For humans, special places grow over years and centuries, especially with oral traditions, and dramatic geography or resulting architecture or more. Sacred implies spiritual as these places take on more than just a physical existence or presence. They become places where the the division between physical and eternal is thin.
Most sacred places in the world are old--Stonehenge, Easter Island, the Pyramids, Machu Picchu, Asian Temples, Temple Mount at Jerusalem, Mecca, The Vatican--places that were built because the land itself was sacred and demanded attention and remembrance.
There are other places in all cultures I believe, when you visit them, that have become sacred on their own--have you been to Gettysburg? To the USS Arizona memorial?
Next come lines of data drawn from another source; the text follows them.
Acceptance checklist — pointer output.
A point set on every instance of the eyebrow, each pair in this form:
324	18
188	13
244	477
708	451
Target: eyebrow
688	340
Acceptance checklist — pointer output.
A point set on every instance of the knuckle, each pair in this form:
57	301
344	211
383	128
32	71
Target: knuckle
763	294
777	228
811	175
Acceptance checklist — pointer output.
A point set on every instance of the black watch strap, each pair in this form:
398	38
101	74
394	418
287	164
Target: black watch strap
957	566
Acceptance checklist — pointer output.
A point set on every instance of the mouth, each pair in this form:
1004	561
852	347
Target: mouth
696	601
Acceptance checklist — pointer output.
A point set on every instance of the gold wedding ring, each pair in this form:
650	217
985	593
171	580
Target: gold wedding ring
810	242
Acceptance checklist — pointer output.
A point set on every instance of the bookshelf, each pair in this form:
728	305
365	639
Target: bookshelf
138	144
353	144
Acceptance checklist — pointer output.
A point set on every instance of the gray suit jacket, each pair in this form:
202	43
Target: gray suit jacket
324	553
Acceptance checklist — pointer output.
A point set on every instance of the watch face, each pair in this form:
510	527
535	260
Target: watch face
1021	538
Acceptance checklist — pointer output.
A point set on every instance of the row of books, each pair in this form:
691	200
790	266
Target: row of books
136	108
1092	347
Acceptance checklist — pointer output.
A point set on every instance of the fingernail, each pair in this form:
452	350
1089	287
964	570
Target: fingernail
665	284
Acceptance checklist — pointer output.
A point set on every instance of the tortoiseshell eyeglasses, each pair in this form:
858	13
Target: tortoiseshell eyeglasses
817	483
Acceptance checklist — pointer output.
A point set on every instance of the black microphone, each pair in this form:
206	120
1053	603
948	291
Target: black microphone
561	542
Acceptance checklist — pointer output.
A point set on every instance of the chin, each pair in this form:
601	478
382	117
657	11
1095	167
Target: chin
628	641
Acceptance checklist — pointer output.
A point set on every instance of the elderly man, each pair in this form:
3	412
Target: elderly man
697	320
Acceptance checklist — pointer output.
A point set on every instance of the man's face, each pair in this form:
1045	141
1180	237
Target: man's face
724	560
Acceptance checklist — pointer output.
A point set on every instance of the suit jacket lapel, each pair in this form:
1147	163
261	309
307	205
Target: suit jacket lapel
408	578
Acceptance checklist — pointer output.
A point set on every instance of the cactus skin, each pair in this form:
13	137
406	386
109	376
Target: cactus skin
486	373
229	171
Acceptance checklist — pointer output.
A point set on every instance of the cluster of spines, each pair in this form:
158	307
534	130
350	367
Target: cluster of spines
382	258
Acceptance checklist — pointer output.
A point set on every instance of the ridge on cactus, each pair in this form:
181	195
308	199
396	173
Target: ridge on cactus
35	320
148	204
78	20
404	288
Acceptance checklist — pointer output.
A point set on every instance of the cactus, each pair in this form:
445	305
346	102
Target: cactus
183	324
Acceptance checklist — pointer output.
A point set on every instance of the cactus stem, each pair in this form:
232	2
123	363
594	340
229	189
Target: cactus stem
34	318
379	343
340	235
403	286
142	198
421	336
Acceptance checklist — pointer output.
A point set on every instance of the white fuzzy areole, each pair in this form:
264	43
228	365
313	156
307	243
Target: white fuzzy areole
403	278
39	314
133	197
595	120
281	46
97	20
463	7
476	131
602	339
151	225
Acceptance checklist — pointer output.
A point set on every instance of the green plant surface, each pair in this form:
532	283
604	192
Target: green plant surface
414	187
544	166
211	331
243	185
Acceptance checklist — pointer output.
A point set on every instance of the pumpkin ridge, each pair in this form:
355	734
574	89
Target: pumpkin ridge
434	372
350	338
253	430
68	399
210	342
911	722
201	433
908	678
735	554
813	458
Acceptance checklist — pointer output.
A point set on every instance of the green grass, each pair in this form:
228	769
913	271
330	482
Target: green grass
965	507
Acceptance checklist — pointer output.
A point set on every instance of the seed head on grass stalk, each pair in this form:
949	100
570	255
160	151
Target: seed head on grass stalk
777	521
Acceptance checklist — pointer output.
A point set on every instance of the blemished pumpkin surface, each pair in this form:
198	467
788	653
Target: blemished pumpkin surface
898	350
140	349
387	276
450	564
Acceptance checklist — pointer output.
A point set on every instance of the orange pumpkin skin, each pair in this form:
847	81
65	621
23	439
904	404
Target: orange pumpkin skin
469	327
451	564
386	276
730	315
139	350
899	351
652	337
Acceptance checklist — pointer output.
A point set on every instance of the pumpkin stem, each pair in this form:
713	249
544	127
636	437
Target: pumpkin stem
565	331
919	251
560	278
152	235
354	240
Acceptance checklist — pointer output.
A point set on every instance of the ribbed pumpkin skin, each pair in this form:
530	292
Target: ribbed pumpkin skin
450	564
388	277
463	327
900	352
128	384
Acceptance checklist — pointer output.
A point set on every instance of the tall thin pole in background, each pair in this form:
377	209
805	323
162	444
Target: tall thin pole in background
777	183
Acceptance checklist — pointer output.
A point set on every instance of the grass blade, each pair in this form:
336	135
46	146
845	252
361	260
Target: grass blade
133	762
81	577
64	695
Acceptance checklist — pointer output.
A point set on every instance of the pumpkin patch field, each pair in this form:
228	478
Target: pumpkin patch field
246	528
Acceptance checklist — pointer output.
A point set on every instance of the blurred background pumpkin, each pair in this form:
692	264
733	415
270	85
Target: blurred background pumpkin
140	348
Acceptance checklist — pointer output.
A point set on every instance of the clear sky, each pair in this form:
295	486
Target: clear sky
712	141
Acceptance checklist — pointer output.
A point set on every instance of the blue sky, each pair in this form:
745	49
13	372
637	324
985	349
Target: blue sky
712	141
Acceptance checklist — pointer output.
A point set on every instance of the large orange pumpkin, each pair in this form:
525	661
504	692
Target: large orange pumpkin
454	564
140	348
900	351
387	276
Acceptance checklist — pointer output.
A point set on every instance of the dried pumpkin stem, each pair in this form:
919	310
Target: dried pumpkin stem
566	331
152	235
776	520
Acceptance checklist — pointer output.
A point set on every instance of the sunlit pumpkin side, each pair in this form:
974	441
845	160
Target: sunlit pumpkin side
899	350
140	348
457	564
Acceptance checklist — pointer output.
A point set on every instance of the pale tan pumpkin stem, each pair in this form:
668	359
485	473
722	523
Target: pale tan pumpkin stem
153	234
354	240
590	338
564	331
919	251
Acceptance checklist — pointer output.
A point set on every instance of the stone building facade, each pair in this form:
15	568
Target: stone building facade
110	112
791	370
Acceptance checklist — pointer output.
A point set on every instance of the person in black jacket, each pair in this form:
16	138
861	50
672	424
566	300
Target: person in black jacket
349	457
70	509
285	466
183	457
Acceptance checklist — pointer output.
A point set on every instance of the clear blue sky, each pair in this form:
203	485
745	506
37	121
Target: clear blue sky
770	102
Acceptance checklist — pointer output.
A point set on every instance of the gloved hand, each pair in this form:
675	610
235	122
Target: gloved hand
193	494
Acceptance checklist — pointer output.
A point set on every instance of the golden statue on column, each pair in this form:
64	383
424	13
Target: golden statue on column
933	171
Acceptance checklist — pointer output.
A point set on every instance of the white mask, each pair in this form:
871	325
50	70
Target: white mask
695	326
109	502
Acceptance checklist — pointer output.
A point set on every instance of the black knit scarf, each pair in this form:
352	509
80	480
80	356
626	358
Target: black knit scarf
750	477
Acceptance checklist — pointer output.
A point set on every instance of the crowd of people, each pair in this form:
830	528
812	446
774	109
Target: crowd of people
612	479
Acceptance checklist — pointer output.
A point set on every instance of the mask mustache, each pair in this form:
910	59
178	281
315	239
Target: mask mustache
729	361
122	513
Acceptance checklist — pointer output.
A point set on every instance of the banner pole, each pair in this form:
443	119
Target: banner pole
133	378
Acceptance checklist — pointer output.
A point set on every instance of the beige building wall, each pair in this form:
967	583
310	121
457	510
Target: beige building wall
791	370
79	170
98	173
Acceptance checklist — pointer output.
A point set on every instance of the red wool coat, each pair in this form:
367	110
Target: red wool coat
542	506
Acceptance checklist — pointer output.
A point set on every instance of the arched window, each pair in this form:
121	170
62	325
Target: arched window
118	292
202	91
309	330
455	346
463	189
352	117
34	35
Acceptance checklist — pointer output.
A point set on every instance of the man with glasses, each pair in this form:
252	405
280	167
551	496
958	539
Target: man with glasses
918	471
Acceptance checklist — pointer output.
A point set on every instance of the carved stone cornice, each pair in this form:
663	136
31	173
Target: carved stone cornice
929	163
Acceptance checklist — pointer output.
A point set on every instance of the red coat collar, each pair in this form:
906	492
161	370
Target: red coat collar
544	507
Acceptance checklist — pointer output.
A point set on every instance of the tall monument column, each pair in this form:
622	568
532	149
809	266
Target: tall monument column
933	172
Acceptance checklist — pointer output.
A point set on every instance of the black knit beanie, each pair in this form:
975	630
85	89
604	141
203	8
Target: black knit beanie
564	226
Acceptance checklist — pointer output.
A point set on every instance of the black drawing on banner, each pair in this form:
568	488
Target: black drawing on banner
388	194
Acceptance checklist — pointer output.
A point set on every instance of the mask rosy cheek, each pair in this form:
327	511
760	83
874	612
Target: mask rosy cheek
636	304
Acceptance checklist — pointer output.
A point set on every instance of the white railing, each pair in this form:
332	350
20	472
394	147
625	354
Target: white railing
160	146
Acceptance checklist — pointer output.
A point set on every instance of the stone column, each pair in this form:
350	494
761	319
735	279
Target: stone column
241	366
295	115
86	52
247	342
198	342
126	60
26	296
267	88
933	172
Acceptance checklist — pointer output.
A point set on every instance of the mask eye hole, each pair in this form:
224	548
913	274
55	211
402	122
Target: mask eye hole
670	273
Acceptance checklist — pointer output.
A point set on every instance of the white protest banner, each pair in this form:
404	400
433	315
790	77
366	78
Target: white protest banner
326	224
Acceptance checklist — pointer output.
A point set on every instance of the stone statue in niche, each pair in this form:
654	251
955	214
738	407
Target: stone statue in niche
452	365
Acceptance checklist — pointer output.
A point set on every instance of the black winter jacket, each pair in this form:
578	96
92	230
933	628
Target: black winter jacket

To the Normandy American Cemetery? To the Vietnam Wall? To Wounded Knee?
In nature, the mountains, the high places, the remote places became sacred also.
I see all that my New Mexico, where the Anasazi and their kin found sacredness in the landscapes and spirituality of all creation.
It is especially so for me both at Chaco Canyon and at Taos Pueblo--the oldest continuously occupied place in North America, the centuries old adobe and people still so in contact with the elemental sacredness, and their imposing sacred mountain.
In this season that is supposed to be sacred for one religion, let us respect all religions, beliefs and peoples who have sacred places and times. They are a part of our very existence.